Contrary to that notion, many successful businesses have been built on a simple handshake, the unspoken trust built from years of understanding customers, and responding to their needs. Customer relationships have been at the core of convergence. This is not new… but in the digital space, it is the absolute core to business sustainability.
And I have bought into that. I have come to emerge as a purist in social media and while I understand this continues to be a test and learn channel, I have not necessarily given up the principles that have accompanied the true merits of this channel: credibility, community, engagement and its undeniable result: sustainability.
Nowadays you can buy social… but that’s counter-intuitive to why social exists
In recent instances I have come into contact with social networks that have tried to sell me media across blog networks, consideration into networks with strong exposure to the long-tail audience.
While that piqued my interest, it became apparent that “access” to niche bloggers, particularly ones with influence, would really mean buying ads on their sites. There was no real opportunity to engage with these influencers, nor develop a really strong program to build brand engagement among the follower base. It was simply pure play media. The argument that comes back to me from the media sales guy, “…but it’s still media, and it doesn’t come free!”

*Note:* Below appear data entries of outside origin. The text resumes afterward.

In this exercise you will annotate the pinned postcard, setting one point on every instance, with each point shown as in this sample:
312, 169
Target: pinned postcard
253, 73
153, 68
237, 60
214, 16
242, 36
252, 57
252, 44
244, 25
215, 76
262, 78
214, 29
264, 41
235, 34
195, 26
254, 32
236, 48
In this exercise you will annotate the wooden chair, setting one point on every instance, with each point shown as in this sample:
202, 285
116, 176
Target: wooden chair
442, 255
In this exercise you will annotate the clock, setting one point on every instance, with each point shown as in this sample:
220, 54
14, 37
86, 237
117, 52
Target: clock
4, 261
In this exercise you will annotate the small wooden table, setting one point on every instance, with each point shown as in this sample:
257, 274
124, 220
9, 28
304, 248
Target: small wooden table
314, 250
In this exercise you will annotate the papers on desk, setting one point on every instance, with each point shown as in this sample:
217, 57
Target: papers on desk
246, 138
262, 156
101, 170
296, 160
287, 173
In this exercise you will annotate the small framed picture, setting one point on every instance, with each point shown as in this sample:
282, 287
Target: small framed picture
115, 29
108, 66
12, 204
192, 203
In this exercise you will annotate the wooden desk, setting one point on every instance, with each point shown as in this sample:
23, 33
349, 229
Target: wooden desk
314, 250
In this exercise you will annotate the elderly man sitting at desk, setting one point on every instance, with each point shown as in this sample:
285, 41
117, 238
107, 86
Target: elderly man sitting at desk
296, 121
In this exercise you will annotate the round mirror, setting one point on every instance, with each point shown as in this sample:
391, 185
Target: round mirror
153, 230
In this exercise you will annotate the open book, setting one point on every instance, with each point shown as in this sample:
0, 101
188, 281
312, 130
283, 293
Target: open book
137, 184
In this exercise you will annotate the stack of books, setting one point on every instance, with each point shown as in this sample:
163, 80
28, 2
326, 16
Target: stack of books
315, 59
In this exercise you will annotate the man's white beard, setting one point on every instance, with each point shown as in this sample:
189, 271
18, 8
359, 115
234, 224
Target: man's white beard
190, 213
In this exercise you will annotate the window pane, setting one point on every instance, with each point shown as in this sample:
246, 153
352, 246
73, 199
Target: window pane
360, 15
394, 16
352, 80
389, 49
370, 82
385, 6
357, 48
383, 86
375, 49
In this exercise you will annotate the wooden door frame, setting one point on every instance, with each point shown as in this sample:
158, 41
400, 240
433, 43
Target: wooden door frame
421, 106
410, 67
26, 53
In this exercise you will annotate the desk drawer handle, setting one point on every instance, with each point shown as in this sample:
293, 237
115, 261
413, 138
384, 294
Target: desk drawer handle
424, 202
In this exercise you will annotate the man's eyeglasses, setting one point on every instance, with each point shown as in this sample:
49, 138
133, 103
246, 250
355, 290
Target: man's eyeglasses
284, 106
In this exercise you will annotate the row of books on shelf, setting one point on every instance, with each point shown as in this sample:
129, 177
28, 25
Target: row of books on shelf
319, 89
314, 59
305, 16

The Quest to Monetize Social Networks
It seems to have been the age-old question. If these networks are to exist and be maintained, how are they going to make money?
One of the reasons that Yahoo! reduced its investment in 360, Geocities, and Answers was that it struggled to combine online ads into a user-engagement environment ie the two environments could not effectively co-exist. Ad performance was poor because users didn’t want them there.
There are some networks doing an ok job at monetizing the medium:
* Google fortuitously recognized a subscription model that users were willing to pay for to help justify their acquisition of YouTube.
* Slideshare and Scribd expect users to pay to maintain their presentations ie brand presence on its network. Downloads lead to business leads, hence the reason to be here.
* The contextual advertising Facebook offers is very relevant to its members, however I don’t know how good the click-through rates are compared to traditional media. I would suspect that the low CPMs indicate that it’s still not a pervasive medium to buy ads. I’d like to be proven wrong on this one. My friend at Facebook and I have had endless arguments about social ads and the oxymoronic way Facebook has chosen to monetize its network. I argue it’s still blatant advertising and it’s the reason people have gone away from the portal model ie Yahoo! AOL and MSN — to get away from the intrusiveness that has come between the user and his/her consumption of content.
* Twitter’s model is, by no means, relevant to its users. Twitter ads run in the user’s timeline and does not target users based on profile, interest, tweets or followers. This article, states, “ We want to display Promoted Tweets in a way that’s both useful and authentic to the Twitter experience”. IMHO authentically spamming.
I’d be interested to hear what other people think. Do we expect that emergence of more ads in our social footprint will be accepted by users in the long run? Or will it necessitate yet another change that undermines this trend?